Del resto anche “Manifesto incerto, con Walter Benjamin sognatore sprofondato nel paesaggio” (L’Orma editore. 2020) di Frédéric Pajak, libro pregevolissimo, piccolo capolavoro, è opera di soglia. Un testo sulla soglia. Autobiografico, storico, romanzo, romanzo grafico, saggio grafico, forse un nuovo genere inventato da Pajak. Ma è anche altro, altro che sfugge a qualsiasi definizione. Altro che è magnifico nello stile di scrittura e ottimamente tradotto da Nicolò Petruzzella. Altro che è magnifico con le tavole a china di un bianco e nero intensissimo. Si tratta di un libro che si ha paura di sfogliare per il timore di sciuparlo, ma che lo si sfoglierebbe sempre e lo si leggerebbe e si rileggerebbe. Con quelle chine da guardare e riguardare, bellissime  e stupendamente embricate con il testo.

Ma chi è Frédéric Pajak e cosa è più precisamente “Manifesto Incerto”? 

Frédéric Pajak è nato nel dicembre 1955 a Suresnes, comune dell’Ile de France nella banlieue ovest di Parigi.  E’ disegnatore, scrittore, editore. E’ figlio del pittore Jacques Pajak. Ha avuto una vita assai complicata. Già da bambino sognava di scrivere libri fatti di parole e immagini. A sedici anni è stato ammesso all’Accademia delle Belle Arti, ma vi è rimasto solo un semestre insofferente alle regole a cui doveva attenersi. Ha fatto numerosi mestieri prima di affermarsi: operaio, grafico, cuccettista sui treni notturni, inserviente in un macello industriale, ha conosciuto un grande stato di indigenza che lo ha portato a chiedere l’elemosina nei boulevard di Parigi.

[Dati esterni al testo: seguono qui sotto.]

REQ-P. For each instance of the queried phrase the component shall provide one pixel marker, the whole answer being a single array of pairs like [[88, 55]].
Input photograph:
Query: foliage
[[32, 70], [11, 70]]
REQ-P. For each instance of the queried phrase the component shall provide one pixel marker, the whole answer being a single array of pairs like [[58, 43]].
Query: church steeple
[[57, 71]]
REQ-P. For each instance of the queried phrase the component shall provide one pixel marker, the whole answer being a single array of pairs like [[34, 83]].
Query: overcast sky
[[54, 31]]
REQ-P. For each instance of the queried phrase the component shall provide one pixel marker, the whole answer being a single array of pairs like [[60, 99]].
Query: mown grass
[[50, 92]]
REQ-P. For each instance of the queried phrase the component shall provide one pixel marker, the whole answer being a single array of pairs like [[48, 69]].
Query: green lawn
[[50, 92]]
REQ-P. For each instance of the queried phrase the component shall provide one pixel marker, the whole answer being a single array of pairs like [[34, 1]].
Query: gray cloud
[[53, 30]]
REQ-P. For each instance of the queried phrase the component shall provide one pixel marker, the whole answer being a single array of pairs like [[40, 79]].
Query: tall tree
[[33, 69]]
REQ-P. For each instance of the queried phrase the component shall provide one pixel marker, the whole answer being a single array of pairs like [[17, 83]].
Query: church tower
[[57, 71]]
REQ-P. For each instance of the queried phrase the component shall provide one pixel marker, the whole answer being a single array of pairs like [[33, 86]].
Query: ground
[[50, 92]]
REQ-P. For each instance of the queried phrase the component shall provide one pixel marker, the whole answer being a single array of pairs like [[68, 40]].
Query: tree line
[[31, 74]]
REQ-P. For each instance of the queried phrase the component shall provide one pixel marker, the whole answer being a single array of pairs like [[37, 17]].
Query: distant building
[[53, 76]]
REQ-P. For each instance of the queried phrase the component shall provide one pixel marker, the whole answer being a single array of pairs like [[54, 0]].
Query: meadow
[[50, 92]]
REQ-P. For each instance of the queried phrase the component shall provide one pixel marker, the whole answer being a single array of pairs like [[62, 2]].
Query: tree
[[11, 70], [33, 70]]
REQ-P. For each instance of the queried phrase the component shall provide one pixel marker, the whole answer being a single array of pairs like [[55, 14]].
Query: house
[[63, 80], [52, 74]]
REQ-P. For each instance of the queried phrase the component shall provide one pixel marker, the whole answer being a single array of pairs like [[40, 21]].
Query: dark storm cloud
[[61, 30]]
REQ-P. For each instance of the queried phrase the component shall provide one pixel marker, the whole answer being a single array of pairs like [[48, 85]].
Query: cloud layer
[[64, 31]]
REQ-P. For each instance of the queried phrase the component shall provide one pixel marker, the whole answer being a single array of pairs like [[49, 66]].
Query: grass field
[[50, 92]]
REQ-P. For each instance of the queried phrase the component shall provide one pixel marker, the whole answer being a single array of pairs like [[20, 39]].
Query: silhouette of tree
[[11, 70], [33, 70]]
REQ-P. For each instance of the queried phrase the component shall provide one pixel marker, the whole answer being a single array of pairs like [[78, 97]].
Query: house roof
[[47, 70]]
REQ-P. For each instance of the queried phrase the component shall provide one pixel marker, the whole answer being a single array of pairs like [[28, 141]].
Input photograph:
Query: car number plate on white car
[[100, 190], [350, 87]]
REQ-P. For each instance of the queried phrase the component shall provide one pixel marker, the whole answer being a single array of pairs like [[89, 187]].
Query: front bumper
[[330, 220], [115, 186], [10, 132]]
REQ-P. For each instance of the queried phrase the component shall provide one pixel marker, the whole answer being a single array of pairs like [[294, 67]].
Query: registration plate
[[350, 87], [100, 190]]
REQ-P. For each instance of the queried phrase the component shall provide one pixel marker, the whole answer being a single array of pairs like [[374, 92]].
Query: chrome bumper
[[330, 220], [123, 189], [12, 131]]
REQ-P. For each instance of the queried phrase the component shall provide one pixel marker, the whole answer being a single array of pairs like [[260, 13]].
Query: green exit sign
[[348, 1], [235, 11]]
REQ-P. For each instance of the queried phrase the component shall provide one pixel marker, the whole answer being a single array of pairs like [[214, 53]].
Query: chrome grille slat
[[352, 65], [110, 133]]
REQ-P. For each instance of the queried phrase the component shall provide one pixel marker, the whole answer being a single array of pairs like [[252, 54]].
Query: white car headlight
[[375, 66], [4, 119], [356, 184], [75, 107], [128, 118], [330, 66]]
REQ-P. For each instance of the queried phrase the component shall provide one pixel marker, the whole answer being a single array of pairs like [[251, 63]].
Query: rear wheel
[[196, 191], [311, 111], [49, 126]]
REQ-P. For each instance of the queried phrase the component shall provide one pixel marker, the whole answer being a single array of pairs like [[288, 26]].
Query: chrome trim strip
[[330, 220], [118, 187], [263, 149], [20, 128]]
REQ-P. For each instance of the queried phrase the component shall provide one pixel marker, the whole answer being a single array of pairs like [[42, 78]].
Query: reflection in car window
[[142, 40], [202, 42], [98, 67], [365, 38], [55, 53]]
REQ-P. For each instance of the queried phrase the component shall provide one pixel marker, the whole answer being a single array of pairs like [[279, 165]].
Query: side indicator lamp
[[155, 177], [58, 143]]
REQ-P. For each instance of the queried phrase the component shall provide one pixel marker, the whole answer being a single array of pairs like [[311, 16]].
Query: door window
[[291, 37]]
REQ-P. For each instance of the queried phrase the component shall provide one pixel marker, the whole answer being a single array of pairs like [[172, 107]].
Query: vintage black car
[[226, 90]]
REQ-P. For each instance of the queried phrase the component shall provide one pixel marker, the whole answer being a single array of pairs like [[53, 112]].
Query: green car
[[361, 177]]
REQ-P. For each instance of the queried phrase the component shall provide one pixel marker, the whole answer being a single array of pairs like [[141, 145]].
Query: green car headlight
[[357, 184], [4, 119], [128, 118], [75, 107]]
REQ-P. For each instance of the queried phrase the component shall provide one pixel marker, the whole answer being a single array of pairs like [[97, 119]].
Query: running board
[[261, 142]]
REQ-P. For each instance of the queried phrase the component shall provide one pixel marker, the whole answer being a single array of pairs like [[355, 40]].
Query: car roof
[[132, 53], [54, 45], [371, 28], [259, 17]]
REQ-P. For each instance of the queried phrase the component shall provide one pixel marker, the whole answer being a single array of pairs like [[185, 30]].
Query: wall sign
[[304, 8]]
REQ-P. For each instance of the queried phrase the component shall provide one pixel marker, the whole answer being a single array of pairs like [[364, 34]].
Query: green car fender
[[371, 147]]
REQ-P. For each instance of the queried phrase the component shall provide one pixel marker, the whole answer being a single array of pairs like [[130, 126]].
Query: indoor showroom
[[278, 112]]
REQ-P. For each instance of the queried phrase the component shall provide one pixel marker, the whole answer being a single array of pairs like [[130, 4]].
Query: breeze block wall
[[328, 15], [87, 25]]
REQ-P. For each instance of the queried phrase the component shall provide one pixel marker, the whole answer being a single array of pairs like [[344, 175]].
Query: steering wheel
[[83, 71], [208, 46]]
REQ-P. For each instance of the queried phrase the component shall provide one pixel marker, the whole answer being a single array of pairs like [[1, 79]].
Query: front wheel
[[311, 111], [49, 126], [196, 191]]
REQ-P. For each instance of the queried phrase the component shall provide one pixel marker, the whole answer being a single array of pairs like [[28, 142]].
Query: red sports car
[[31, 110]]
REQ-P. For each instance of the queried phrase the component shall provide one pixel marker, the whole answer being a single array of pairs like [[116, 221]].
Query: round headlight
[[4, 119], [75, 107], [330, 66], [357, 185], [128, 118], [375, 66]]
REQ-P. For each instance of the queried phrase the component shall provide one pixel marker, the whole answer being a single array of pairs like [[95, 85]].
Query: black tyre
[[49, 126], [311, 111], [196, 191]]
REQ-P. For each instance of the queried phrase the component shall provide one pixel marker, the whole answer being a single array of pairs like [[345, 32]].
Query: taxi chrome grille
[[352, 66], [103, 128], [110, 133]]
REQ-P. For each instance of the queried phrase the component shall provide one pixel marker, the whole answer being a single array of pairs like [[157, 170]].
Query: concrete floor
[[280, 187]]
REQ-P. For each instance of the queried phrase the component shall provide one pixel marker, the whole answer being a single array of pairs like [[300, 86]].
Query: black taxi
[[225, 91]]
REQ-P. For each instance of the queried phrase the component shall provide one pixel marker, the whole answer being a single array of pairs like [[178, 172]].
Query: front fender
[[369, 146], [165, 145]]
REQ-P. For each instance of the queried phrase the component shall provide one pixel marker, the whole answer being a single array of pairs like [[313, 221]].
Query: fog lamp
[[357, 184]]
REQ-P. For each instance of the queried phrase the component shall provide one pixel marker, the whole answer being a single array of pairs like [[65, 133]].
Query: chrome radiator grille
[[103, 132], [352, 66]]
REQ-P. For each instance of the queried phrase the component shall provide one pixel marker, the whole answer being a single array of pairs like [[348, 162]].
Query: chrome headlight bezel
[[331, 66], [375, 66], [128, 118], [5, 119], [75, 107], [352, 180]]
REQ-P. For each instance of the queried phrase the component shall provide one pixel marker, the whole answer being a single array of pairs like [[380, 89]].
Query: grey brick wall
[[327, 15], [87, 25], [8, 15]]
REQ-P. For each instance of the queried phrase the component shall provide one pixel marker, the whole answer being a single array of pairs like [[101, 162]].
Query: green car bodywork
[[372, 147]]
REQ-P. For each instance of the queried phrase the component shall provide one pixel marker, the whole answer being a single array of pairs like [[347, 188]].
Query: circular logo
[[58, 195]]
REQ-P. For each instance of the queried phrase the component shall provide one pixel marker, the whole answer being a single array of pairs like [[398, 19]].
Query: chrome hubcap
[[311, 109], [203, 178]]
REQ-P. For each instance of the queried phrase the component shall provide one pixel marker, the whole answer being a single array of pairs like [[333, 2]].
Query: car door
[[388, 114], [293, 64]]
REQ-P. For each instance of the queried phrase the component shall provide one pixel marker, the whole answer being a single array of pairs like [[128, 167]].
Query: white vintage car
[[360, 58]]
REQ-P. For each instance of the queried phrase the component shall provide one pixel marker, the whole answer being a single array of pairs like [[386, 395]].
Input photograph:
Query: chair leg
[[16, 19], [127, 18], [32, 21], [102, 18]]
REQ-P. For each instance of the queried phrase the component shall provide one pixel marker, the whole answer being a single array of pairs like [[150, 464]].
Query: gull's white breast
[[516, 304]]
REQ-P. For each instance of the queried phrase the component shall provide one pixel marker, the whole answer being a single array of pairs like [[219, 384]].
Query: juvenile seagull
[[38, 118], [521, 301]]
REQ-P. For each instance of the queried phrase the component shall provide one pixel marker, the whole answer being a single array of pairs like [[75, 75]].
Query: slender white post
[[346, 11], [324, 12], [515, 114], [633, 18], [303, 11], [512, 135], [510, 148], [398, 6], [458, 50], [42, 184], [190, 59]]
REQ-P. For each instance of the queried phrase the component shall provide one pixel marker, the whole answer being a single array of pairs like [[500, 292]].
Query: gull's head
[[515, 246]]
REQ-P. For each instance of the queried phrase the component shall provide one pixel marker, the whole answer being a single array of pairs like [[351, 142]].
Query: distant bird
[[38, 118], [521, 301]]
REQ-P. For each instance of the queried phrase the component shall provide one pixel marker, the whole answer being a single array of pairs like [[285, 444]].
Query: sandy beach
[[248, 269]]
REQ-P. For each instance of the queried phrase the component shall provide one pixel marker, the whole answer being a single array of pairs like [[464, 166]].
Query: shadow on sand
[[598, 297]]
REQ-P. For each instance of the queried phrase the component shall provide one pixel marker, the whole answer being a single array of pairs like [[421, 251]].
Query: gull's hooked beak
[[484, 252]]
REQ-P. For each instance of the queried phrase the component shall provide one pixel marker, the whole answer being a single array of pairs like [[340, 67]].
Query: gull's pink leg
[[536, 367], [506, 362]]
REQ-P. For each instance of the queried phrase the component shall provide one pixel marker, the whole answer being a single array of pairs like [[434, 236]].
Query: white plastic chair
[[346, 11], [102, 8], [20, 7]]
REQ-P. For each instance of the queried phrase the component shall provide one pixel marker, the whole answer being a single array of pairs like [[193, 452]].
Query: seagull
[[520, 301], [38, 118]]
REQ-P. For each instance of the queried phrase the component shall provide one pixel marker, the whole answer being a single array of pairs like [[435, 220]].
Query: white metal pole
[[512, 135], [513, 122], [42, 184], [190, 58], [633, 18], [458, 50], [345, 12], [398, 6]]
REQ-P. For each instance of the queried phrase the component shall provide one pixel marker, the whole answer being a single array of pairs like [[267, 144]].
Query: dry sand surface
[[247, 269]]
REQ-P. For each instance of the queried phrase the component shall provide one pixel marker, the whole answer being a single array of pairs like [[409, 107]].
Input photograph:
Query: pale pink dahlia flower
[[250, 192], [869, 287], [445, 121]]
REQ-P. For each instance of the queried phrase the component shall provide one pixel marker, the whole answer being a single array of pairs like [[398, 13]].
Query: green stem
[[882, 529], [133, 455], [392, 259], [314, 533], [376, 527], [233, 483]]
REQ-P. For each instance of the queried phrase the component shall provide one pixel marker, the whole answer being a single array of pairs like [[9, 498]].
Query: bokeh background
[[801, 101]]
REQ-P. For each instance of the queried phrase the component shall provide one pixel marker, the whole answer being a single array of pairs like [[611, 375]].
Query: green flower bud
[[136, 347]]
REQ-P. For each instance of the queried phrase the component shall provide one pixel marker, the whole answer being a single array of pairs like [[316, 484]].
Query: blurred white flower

“L’immense solitude avec Friedrich Nietzsche e Cesare Pavese, ophelins sous le ciel de Turin” (PUF 1999) è l’opera che lo ha fatto conoscere. Per questo libro nel 2000 ha ricevuto il premio Michel-Dentan. Il libro è stato pubblicato in italiano nel 2004, con la traduzione di Gabriella Messi  e con il titolo che parafrasa l’originale: “L’immensa solitudine. Con Friedrich Nietzsche e Cesare Pavese, orfani sotto il cielo di Torino” (Silver Spoon. 2004).

Pajak ha inventato una forma originale dove testo e disegno sono intimamente embricati e devono essere letti e guardati insieme perché il disegno interpreta il testo e viceversa, argomento che affronterò anche più avanti.

Si sono, poi, susseguite numerose altre opere (per lo più biografie di grandi scrittori, scrittrici, filosofi) per le quali Pajak è stato sovente premiato fino ad arrivare a essere promosso Ufficiale dell’Ordine delle Arti e delle Lettere nel 2014.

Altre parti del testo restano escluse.